The eye sparkles, the joke is never far from his words. At 93 years old, Michel Schreiber is a tireless creator. For a long time, this textile designer dressed the most prominent men of the thirty glorious years. He is said to be the inventor of sportswear and to have freed men from ties. “My mother was a milliner in Caen in Calvados, testifies Michel Schreiber. So I started sewing at the age of 3. They gave me thread and needles, they encouraged me, it gave me self-confidence. »

He apprenticed with the tailor Paul Portes and opened his first workshop-boutique in 1965 in Paris. It is there that he attracts a clientele of men wishing to break the codes of the men’s wardrobe with his revisited work jacket, among others. He also erases the tie from his outfits. “I don’t know if it was me who freed the man from the tie but I know that many wanted to free themselves from it,” smiles the designer. At that time it was an obligation and that’s never good. » At the same time, he attended the interior architecture school, which earned him the nickname “clothing architect”. “At the same time, a piece of clothing is built with a plan, it’s like a house in the end,” quips Michel Schreiber.

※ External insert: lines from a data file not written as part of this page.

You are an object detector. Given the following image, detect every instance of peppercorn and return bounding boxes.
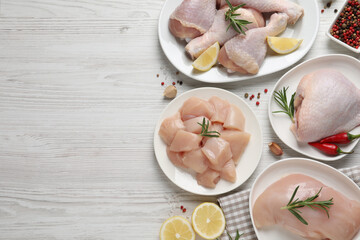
[330,0,360,48]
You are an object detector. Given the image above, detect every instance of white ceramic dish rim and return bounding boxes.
[268,54,360,161]
[326,0,360,53]
[249,157,360,240]
[158,0,320,83]
[153,87,263,196]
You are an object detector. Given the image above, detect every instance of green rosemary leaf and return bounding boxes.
[280,186,334,225]
[225,0,251,34]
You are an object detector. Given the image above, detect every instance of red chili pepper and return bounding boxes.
[320,133,360,144]
[309,142,354,156]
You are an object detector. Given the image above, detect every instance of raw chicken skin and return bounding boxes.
[159,112,185,145]
[185,7,265,59]
[291,69,360,142]
[253,174,360,240]
[217,0,304,24]
[169,0,216,39]
[219,13,288,74]
[180,97,215,121]
[170,130,202,152]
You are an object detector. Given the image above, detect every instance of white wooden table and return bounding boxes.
[0,0,360,240]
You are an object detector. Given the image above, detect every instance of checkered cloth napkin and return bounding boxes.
[218,166,360,240]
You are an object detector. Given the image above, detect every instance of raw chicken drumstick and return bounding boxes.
[219,13,288,74]
[217,0,304,24]
[185,7,265,59]
[169,0,216,39]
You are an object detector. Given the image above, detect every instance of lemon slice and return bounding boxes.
[160,216,195,240]
[191,202,225,239]
[192,42,220,72]
[267,37,303,54]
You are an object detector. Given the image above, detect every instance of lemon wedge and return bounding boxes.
[267,37,303,54]
[192,42,220,72]
[160,216,195,240]
[191,202,225,239]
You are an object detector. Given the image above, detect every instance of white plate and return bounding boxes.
[268,54,360,161]
[154,87,263,195]
[325,0,360,53]
[249,158,360,240]
[158,0,320,83]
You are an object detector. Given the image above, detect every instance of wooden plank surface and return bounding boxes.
[0,0,360,240]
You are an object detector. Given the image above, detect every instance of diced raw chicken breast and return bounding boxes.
[209,96,230,123]
[166,147,187,168]
[159,112,185,145]
[184,116,211,134]
[180,97,214,121]
[220,130,251,164]
[170,130,202,152]
[224,104,245,131]
[201,123,224,146]
[201,137,232,171]
[253,174,360,240]
[220,159,236,182]
[183,149,208,173]
[196,168,220,188]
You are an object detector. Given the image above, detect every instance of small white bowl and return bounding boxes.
[326,0,360,53]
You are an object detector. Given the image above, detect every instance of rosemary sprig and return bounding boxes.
[216,230,244,240]
[273,87,296,122]
[280,186,334,225]
[225,0,251,35]
[197,118,220,137]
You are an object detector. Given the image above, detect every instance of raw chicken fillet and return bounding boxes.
[253,174,360,240]
[291,69,360,142]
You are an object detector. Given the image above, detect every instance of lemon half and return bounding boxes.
[160,216,195,240]
[191,202,225,239]
[192,42,220,72]
[267,37,303,54]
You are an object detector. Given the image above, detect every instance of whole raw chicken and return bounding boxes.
[219,13,288,74]
[169,0,216,39]
[291,69,360,142]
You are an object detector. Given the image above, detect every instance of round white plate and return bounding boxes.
[154,87,263,195]
[268,54,360,161]
[158,0,320,83]
[249,158,360,240]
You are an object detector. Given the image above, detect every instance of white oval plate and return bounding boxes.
[268,54,360,161]
[158,0,320,83]
[154,87,263,195]
[249,158,360,240]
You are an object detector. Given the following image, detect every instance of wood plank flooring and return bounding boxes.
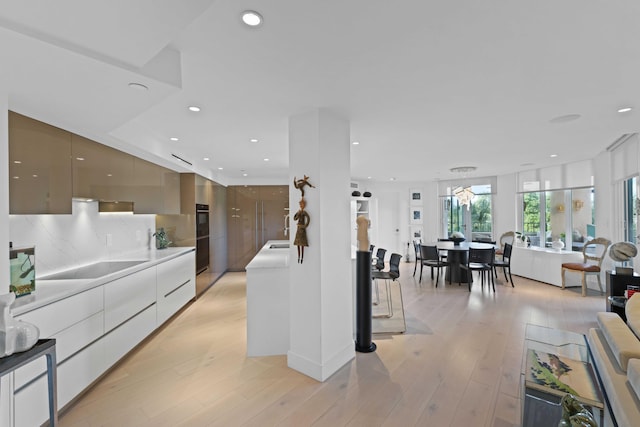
[60,263,605,427]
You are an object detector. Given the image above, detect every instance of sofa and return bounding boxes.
[588,295,640,427]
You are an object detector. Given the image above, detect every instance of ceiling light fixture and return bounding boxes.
[453,187,476,209]
[242,10,262,28]
[449,166,478,173]
[549,114,582,123]
[129,82,149,90]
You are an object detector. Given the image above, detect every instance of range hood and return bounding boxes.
[98,200,133,213]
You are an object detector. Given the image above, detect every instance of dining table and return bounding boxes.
[432,241,496,283]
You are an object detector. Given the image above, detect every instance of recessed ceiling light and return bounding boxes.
[242,10,262,28]
[549,114,582,123]
[129,82,149,90]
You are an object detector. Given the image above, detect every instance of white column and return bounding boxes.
[0,90,13,426]
[287,109,355,381]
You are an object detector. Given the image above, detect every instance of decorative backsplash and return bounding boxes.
[9,200,156,277]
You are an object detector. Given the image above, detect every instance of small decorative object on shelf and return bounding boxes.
[551,239,564,251]
[449,231,466,246]
[293,175,316,264]
[0,292,40,357]
[9,247,36,297]
[558,393,598,427]
[153,228,171,249]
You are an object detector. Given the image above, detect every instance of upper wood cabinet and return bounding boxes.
[9,111,73,214]
[71,134,135,202]
[133,158,180,214]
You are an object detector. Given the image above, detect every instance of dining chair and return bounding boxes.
[372,248,387,271]
[493,243,515,288]
[419,245,451,288]
[460,247,496,292]
[371,253,402,317]
[562,237,611,297]
[413,240,422,277]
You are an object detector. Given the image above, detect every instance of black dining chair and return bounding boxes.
[371,253,402,317]
[372,248,387,271]
[493,243,515,288]
[460,247,496,292]
[413,240,422,277]
[420,245,451,288]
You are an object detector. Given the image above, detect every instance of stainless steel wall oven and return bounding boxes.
[196,204,209,274]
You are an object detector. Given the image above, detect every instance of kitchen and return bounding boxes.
[0,113,288,425]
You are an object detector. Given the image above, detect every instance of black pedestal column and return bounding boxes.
[356,251,376,353]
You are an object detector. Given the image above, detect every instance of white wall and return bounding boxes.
[10,200,155,278]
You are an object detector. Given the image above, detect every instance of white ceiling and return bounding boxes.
[0,0,640,184]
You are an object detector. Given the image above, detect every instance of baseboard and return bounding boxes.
[287,342,356,382]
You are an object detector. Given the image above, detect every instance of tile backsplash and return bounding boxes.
[9,200,156,277]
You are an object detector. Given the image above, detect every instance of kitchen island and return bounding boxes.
[245,240,290,356]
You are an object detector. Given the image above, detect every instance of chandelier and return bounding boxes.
[453,187,475,209]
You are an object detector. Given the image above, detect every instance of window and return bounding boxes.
[441,185,495,241]
[624,176,639,243]
[520,187,596,251]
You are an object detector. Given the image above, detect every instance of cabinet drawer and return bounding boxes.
[101,305,156,367]
[14,340,107,427]
[16,287,104,338]
[15,312,104,390]
[157,252,196,299]
[104,267,156,333]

The man loves freedom, to the point of not wanting to dress people he doesn’t respect. His clients become friends and vice versa. “My clothes were for free men. » He dresses Wolinski, “a close friend, almost a brother”, Michel Bouquet, Michel Piccoli, César, to whom he is closest… and from 1968, François Mitterrand whom he met in Cannes (Alpes-Maritimes) thanks to to Christine Gouze-Rénal, his sister-in-law and wife of Roger Hanin. “When he became president, he could no longer wear my clothes in official representation, except in Africa. » The absence of a tie was probably too modern…

Double-sided works

Today, Michel Schreiber lives in Rochefort (Charente-Maritime), a city that he really appreciates, and devotes himself to his textile paintings or needle paintings. Most often abstract, they are designed with a sewing machine on several layers of linen and can be admired on both sides where different colors appear.

Invited by Jule des Prés, with the complicity of the artist Jim Skull, at the Cabinet of Curiosities, the works of Michel Schreiber are exhibited until January 6 from Wednesday to Saturday from 11 a.m. to 7 p.m.